NEW ORLEANS — Tarek Medqour has been serving up flavor inside Cleo's at the corner of Canal Street and Roosevelt Way for two years. With his restaurant sitting across from the Hard Rock hotel collapse site, his tables aren't as full as the use to be.  

“We’re suffering,” Medqour said. “We don't make enough money anymore.”

Medqour feels like he's caught in the middle of the back and forth between the city of New Orleans, developers and Hard Rock International, which had a licensing agreement to put its name on the building.

"We have insurance, we have expenses, we have family, we have loans, we have electricity bills,” Medqour said. “We have a lot of stuff on our plate. Who's going to cover that?”

The latest back and forth comes as Hard Rock International sent two letters, one to the New Orleans community, the other to Mayor LaToya Cantrell. The letters state Hard Rock International remains "confused and frustrated at the length of time it has taken to resolve the issue," referring to recovery of the bodies of the two workers and demolition of the site.

“The reality is, it's a very complicated situation,” Mayor Cantrell said. “The structure is not sound. It's just not.
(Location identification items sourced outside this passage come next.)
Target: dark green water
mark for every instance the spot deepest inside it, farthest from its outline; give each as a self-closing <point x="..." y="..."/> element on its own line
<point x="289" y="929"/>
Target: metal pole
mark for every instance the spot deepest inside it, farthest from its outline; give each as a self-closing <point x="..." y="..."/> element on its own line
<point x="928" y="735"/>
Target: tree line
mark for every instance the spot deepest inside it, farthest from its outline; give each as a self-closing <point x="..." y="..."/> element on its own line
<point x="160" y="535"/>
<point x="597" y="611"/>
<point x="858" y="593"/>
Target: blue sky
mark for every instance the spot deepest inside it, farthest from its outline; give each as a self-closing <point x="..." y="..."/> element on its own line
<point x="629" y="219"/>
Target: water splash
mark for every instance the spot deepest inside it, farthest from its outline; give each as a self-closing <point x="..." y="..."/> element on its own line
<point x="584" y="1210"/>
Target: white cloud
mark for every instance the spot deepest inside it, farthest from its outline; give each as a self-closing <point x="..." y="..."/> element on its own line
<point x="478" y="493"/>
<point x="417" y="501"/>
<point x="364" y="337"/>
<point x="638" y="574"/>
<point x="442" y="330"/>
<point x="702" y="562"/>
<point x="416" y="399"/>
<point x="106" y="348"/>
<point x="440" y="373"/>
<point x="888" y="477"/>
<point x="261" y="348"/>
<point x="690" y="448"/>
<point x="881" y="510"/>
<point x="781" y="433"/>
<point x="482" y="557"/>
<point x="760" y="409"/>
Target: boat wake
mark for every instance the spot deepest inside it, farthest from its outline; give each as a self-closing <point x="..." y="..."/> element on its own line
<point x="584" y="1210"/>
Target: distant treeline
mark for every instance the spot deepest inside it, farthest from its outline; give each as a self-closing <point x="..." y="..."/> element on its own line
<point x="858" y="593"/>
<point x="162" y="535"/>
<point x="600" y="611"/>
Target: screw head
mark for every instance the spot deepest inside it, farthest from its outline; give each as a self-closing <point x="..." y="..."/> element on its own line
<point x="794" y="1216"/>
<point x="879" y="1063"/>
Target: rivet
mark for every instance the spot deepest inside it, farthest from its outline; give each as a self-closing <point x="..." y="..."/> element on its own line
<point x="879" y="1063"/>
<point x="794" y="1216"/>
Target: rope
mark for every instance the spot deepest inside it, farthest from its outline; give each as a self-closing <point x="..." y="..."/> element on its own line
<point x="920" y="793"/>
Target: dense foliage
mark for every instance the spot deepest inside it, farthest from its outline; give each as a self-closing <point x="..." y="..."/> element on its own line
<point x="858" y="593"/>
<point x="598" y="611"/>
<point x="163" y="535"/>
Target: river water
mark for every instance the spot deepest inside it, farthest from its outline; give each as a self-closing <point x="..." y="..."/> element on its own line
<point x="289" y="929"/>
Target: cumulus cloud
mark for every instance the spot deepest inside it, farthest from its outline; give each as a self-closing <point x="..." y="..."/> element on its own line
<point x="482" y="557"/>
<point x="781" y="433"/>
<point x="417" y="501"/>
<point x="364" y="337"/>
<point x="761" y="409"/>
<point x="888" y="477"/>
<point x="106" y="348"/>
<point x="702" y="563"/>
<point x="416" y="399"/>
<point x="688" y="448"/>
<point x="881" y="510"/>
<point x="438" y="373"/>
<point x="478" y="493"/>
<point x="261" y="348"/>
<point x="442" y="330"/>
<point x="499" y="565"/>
It's dangerous.”

RELATED: Hard Rock 'confused' by delays; City says letter was 'PR stunt'

RELATED: Hard Rock developers have not paid any of the $11.6 million owed to New Orleans, City says

Cantrell says she didn't expect that type of response when she sent Hard Rock International a letter asking the company to be more involved in helping the community recover.

"With this tragedy and hearing form them four months after, you know, I mean, that's, it's a bit shameful,” she said.

Because the Hard Rock brand was attached to the building, in that letter to the mayor, the company's chief operating officer, Jon Lucas, says he is seeking "all legal recourse" regarding damage to its reputation. Mayor Cantrell says she understands brand perception, but the city isn't responsible.

"That’s ridiculous. The responsibility is with the ownership and the agreement that Hard Rock entered with the ownership to carry their flag," Cantrell said.

It's all a blame game to business owners like Medquor who just want something done and his tables filled with costumers.

"We need action. Where's the action. Nothing. Talk, talk, talk, no action,” he said.

WWL reached out to Hard Rock International to see if the company planned to pursue any legal action. We were told the company would not be commenting any further. 

Mayor Cantrell expects the demolition process to begin mid-March, with the construction site being completely down within 90 days after that.